In order to cool wine, numerous devices have thus been proposed throughout the years. In the vast majority of cases, wine coolers come in the form of a bucket which is filled with ice and water. The bottle of wine is then plunged into the ice and water mixture for cooling. Though these devices can effectively cool a bottle of wine, there is no means to control the final temperature of the wine and the latter generally becomes ice cold.
Thus, to obtain a better control on the cooling, Terziau et al. (U.S. Pat. No. 4,204,613) have proposed a system wherein a coil fluidly mounted to an inverted bottle circulates through a ice filled bucket. The coil is further connected to a valve for dispensing the wine. This system is however bulky and the wine which remains in the coil between two servings will generally become ice cold, which is generally not wanted, particularly for red wines.

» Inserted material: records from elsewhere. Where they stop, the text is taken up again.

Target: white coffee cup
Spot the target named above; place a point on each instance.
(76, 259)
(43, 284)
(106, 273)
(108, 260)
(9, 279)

Another system, similar to the one of Terziau et al. is the beverage chiller proposed by Rist (U.S. Pat. No. 4,599,872). In the system of Rist, the chiller is directly mounted to a glass. The chiller further comprises an enclosure wherein a coil is disposed through a low freezing cooling material. The coil extends between a funnel for receiving the beverage and an opening leading to the glass. A valve can be provided near the opening. For cooling a beverage, the latter is poured into the funnel and through the coil. As the beverage circulates through the coil, the beverage is cooled. The valve located near the opening can control the retention time of the beverage. As for the device of Terziau et al., the chiller of Rist is bulky and is not adapted for all types of glasses.
The cooler of Busch (U.S. Pat. No. 528,463), which is probably the prior art closest to the present invention, is directly mounted to the neck of a bottle. The cooler of Busch comprises a first enclosure and a second enclosure located within the first. The second enclosure is generally filled with ice. The periphery of the second enclosure is fluted to define a plurality of channels between the first and second enclosures. As the liquid is poured, it circulates through the fluted channels and is thereby cooled by the ice contained in the second enclosure. The cooled liquid then exits the cooler via a nipple aperture. The problem with the cooler of Busch is that there is no way to control the flow of the liquid. Furthermore, there is no venting means to equilibrate the pressure inside the bottle as the liquid is poured, resulting in an unstable flow.
There is therefore a need for a novel liquid cooling and dispensing device which generally obviates or at least mitigates some of the aforementioned shortcomings.